The launch lineup for PlayStation 4 -- though I unfortunately can’t give the title count -- is going to be stronger than any prior PlayStation hardware. And that's a result of that familiarity

So happy to hear that...and hopefully it's not just PR talk.
 
Will those caches be permanent or will they be overwritten in time?
We would have to assume they will get overwritten eventually, wouldn't we. :) HDDs are rewrite-capable, as well as of finite size, so could not hold an unlimited amount of games... Possibly the game could prompt the user to delete something if the system runs out of space, but if the console caches games without intervention we would have to assume it also cleans up after itself dynamically and automatically, methinks.

Can they possibly downlock gddt5 ram down enough to meet "green" power laws of EU?
The RAM would probably not be clocked at all, and just set to "self-refresh", and that would be incredibly frugal on power (handful of milliwatts if that much.) Standard DDR can do this, and seeing as framebuffers also have contents that need to be preserved when a computer put into standby mode, I would think GDDR RAM retains this ability as well...
 
Some one explain this.?

It's basically like any other process.
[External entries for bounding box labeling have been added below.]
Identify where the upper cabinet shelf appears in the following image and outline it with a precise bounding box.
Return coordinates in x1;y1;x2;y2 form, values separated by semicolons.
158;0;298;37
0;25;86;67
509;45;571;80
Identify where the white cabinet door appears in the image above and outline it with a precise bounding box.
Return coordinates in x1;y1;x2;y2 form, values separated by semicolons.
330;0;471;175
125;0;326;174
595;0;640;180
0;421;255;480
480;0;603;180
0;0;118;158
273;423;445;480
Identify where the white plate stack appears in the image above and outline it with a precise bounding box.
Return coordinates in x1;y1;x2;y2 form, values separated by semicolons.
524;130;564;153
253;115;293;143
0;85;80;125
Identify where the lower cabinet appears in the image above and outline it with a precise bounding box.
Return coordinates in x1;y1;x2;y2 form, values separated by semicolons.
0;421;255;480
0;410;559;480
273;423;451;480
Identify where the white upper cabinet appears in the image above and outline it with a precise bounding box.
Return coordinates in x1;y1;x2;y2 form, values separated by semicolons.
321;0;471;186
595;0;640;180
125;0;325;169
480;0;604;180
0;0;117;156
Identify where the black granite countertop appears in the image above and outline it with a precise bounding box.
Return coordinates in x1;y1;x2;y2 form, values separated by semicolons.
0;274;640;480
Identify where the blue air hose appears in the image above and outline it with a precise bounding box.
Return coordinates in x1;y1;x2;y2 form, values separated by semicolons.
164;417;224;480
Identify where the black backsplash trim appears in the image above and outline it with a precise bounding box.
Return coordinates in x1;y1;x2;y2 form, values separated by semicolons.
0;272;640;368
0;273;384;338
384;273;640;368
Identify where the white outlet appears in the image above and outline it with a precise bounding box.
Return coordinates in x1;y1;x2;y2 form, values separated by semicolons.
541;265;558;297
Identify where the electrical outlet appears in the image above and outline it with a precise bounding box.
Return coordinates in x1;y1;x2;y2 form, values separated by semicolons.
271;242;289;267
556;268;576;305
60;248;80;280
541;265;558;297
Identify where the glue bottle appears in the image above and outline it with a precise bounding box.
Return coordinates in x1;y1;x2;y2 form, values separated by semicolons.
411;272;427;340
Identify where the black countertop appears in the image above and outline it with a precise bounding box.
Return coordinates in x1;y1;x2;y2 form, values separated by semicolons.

Some operations leave other parts of the hardware idle/stalled. In the case the math heavy ALU's. It sounds eseentially akin to the same \idea as hyperthreading. Essentially trying to use the maximum amount of resources for more time. But it probably means that GPU is going to be pushing a bit more heat then quivalent designs in the Computer realm atm.
 
Some one explain this.?
when not using ALUs for graphics work, they can be used for compute. Although it's a bit weird him saying opaque shadowmaps use vertex shaders on a unified shader architecture. The ALUs are still going to be tied up processing the workload. Maybe the texture units will be sat idle, but good luck running compute on those. ;) Now if we were still on discrete shaders then it'd make sense, turning the pixel shaders to compute while the vertex units are working, but we're not.
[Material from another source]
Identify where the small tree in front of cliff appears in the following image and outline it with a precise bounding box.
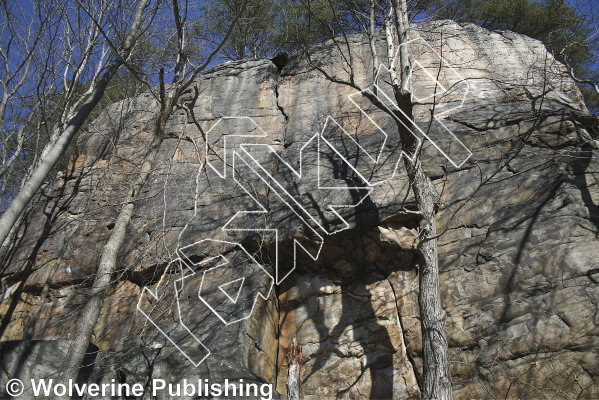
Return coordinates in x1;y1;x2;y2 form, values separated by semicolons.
297;0;452;400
Any dev on this board with experience of a US architecture will be well capable to tell us exactly how much idle time the GPU experiences (Sebbbi? Joker?) that could be spent on compute. Until they interject, I'm inclined to believe that a GPU's ALUs are rarely idle between jobs, and any compute will be taking away from the graphics task that could be done instead. It'll be a compromise use of resources as ever.
 
It confirms a lot, including the compute rings being custom, simultaneous compute and graphics with almost however compromise you want, the RAM not being on the chip (thus questioning if we can still call it APU) and A LOT more...
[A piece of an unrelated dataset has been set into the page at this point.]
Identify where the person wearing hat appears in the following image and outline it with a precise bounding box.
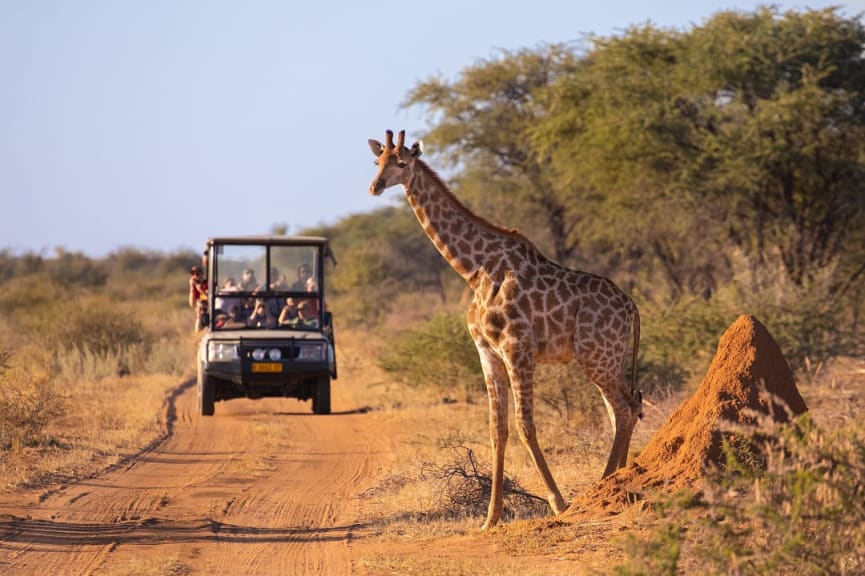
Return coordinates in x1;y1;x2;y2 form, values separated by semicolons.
189;266;207;332
240;268;258;292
Sure we can call them that, APUs dont need to have any RAM in their structure [only CPU/GPU caches].
 
Read the article, and in truth there isn't a great deal of new info. The main message is that Sony have worked with AMD to customise the GPU to add compute in a big way. There are 64 compute threads available to populate with jobs, and Sony have developed a system based on their experience with SPURS to manage thread allocation in hardware and software (firmware). So the hardware seems very much AMD with a few Sony tweaks (eg. cache bypassing for CPU<>GPU communication), and Sony software. I liked the idea of using compute to thin out vertex work. Compute should indeed help with advanced graphics optimisation (although then is it really compute, or graphics work? Is it not time to give up on the distinctions entirely?). Other topics like the audio DSP were just brushed lightly, so we've no idea what that does or doesn't bring to the hardware in specifications.
 
It confirms a lot, including the compute rings being custom, simultaneous compute and graphics with almost however compromise you want, the RAM not being on the chip (thus questioning if we can still call it APU) and A LOT more...
I think you're confusing APU and SOC. Lots of people do.